Un turco, un argentino e un canadese. Al Festival di Cannes è tempo dei primi bilanci
Se il festival dovesse finire oggi, la Palma D’Oro andrebbe al turco Nuri Bilge Ceylan e la miglior regia all’argentino Damián Szifron. Entrambi hanno una fortissima cifra personale. E meriterebbero per i motivi che potete leggere qui sotto…
Nuri Bilge Ceylan è una di quelle personalità che segnano un’epoca; di quella categoria a cui appartengono i Bergman, i Fellini, i Mizoguchi. Si tratta, più che di film, di opere universali, che non diventano mai sorpassate. Winter Sleep dura più di tre ore, ma in sala nessuno ha accennato a distrarsi. In questo cinema da camera, con dialoghi che hanno preso l’inclinazione teatrale, con tempi cechoviani e paesaggi d’immensa poesia, tutti cercano il loro posto nel mondo. Nemmeno il protagonista ci riesce, ma almeno ci prova. Prova a resistere e a reagire, mentre gli altri pieni di livore stanno a rinfacciargli la sua natura soffocante. Aydin non è autoritario, ma conosce abbastanza il mondo per ritirarsi a vita privata nella sua fortezza in Cappadocia. E mentre la sorella appena divorziata si aggira per casa senza meta accusando il fratello, i poveri si lamentano di essere sfortunati, qualcuno cerca di organizzare una beneficienza per lavarsi la coscienza, tutto sembra davvero com’è nella vita. Complesso e semplicemente incomprensibile. La capacità di giostrarsi in questa esistenza “ingiusta senza ragione”, la capacità di saper godere delle piccole cose senza essere ossessionati dalle proprie debolezze e dai propri fallimenti, in questo film diventano un manuale di vita tra il filosofico e lo shakespeariano, che accarezza con aggraziata tenerezza ed efficacia comunicativa lo spettatore.
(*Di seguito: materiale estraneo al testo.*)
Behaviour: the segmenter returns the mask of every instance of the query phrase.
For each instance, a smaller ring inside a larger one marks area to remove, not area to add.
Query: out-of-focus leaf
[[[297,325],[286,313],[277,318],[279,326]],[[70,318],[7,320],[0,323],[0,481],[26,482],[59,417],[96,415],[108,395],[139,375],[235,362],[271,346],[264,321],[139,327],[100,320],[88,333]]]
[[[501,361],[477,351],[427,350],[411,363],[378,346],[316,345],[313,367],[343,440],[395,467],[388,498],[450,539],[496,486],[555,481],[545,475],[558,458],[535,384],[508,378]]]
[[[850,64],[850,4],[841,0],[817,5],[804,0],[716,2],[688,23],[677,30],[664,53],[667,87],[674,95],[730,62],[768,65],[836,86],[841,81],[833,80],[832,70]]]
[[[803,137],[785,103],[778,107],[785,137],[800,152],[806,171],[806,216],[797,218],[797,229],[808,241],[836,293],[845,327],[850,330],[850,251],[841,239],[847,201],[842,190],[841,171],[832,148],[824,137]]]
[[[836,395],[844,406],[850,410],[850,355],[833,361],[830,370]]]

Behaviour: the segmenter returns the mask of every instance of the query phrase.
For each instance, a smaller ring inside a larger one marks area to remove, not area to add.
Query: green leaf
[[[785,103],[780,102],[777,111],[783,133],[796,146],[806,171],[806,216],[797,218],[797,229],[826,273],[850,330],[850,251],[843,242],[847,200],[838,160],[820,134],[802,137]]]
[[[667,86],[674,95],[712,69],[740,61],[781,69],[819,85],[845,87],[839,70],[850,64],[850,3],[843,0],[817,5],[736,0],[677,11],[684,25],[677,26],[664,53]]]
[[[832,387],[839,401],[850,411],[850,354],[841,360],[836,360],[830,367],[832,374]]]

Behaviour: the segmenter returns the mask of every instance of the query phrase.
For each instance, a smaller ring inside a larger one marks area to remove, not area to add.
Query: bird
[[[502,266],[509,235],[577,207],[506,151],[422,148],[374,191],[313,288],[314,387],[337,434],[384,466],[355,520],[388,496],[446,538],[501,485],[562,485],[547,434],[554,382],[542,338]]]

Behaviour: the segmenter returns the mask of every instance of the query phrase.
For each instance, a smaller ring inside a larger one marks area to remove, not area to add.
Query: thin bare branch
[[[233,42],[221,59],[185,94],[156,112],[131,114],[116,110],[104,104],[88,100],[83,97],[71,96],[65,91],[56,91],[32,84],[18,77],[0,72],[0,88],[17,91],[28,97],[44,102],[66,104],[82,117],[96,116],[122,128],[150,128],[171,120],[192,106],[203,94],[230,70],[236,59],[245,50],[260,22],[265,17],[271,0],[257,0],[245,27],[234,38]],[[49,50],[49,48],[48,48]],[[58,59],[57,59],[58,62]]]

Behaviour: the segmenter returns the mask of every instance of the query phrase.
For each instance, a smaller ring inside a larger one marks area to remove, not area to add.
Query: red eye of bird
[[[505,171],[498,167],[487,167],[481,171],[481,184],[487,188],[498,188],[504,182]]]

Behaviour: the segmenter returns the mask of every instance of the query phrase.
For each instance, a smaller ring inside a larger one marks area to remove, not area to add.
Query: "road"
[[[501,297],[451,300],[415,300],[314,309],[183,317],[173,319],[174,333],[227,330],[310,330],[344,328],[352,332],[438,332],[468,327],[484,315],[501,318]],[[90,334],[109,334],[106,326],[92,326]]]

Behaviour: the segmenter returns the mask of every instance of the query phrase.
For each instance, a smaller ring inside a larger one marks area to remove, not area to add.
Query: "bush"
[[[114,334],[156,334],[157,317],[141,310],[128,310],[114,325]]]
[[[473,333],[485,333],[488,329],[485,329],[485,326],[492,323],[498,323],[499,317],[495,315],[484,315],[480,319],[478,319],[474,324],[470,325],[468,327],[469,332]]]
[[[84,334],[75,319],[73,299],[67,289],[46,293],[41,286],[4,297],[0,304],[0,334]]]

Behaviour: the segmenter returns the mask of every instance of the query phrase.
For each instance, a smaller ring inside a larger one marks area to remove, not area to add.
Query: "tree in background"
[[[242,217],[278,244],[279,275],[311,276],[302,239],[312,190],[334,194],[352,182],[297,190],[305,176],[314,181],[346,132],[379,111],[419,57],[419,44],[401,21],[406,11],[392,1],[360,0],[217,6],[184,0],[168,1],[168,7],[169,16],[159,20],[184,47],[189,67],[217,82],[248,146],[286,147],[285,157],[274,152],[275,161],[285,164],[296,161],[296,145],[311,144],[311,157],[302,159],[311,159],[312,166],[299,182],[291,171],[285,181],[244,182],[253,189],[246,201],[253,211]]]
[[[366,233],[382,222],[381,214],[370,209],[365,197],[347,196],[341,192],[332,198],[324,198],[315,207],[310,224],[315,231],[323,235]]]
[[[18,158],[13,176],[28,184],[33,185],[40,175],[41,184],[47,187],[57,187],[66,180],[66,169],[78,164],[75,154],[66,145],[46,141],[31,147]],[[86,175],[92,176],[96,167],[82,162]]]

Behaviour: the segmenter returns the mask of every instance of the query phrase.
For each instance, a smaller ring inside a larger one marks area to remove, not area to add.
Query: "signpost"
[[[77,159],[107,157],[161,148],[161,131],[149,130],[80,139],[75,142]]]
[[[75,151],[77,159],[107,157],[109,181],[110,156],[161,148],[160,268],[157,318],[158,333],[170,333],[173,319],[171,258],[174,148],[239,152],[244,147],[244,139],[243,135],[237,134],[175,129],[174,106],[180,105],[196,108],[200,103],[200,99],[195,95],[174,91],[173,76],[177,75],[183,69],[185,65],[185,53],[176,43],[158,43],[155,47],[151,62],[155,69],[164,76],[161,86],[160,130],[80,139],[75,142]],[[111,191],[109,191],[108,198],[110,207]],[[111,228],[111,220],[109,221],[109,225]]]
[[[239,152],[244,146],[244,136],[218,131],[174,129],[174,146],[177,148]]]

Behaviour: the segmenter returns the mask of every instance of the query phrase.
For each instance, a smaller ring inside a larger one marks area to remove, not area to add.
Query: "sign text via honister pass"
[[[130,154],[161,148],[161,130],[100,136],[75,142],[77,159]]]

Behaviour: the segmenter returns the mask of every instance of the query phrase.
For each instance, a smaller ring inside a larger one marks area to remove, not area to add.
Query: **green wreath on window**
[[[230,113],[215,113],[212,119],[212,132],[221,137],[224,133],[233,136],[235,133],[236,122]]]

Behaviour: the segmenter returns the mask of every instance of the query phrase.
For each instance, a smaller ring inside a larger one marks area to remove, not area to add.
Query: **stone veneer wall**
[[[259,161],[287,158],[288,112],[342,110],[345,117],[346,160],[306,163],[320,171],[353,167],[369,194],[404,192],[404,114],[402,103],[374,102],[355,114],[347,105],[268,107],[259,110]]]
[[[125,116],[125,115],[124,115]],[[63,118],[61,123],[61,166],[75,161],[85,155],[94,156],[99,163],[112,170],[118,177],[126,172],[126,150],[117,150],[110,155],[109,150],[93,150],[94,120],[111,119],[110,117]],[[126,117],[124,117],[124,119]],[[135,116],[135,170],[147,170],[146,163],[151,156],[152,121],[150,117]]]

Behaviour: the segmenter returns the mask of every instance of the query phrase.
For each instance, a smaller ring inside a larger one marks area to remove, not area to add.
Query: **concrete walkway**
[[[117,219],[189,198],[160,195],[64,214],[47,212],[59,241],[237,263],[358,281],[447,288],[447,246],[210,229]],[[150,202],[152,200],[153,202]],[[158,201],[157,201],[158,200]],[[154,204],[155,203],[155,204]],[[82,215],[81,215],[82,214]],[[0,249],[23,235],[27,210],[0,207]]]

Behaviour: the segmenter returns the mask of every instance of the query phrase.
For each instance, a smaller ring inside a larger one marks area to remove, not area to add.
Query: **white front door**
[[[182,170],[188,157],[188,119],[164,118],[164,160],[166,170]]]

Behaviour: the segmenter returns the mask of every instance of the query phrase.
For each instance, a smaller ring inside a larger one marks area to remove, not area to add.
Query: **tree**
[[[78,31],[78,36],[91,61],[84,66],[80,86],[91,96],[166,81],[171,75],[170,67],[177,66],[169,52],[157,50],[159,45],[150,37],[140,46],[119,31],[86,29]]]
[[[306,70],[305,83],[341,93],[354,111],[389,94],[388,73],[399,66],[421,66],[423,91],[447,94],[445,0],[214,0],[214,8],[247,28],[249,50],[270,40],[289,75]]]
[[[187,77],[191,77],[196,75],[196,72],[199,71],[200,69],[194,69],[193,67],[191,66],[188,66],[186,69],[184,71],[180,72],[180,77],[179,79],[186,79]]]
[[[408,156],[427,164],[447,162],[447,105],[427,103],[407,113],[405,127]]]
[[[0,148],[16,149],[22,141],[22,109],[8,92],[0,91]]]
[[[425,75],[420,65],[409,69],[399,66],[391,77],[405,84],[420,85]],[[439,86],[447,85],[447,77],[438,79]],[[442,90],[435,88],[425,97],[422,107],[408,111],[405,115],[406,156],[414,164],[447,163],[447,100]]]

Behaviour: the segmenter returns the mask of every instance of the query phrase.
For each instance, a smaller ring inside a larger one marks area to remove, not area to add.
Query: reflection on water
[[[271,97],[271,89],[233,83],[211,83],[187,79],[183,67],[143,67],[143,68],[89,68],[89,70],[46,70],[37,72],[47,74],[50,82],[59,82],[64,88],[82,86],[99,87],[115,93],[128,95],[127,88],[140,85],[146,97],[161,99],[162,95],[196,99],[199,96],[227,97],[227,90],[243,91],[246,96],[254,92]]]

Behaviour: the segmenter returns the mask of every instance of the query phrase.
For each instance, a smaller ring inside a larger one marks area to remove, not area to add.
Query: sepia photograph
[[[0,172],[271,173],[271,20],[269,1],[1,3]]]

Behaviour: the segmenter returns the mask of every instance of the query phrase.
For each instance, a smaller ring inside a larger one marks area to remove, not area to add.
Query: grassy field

Altro timbro per Wild Tales di Damián Szifron. Uno spaccato multisfaccettato della nostra epoca assurda, della burocrazia che soffoca la ragione, dell’ingiustizia, del tradimento e infine dell’amore che su tutto trionfa, ma nel modo più autentico, istintivo e verace. Uomini e donne esasperati dalla maleducazione, dalla prepotenza, che finiscono per oltrepassare la linea della civiltà. Racconti di sopravvivenza nella giungla contemporanea. Tutto diretto con una regia cinica e spietata, ma al tempo stesso leggera e divertente. Un’odissea che ottiene la sua catarsi a suon di risate, giocando sulle coincidenze della vita di tutti i giorni, sui vizi e le virtù dell’uomo comune. E così due novelli sposi fedifraghi finiscono, dopo vendette reciproche, a copulare sulla torta nuziale in un set completamente distrutto da una guerra fisica e verbale.
A tutto questo si oppone, a distanza di anni luce, David Cronenberg, che esce da questa prima metà del festival come il vero sconfitto. Così contemporaneo da essere superato. Vecchio e superficiale nei contenuti, dà prova della sua abilità nella struttura narrativa, ma il suo Maps to The Stars stenta a decollare, si attorciglia su se stesso, su tematiche che riguardano un mondo falso e superficiale. Una realtà che era stata racconta con estrema perizia e ben altri esiti da David Lynch nel 2001 con il disturbante Mulholland Drive. Il potere allucinatorio di Cronenberg sembra qui essere svanito, restano sprazzi di allusioni e vaghi accenni a quello che fu un tempo, neanche una carcassa, ma uno spettro senza consistenza.
I festival sono fatti per le pubbliche relazioni, per il mercato, per la pubblicità e i red carpet glamour. Nell’immediatezza. Poi il tempo passa, le mode cambiano, pochi nomi sopravvivono. Capita ogni tanto il miracolo, in qualche annata fortunata, di un film che diventa patrimonio condiviso dell’umanità. Siamo in quell’annata.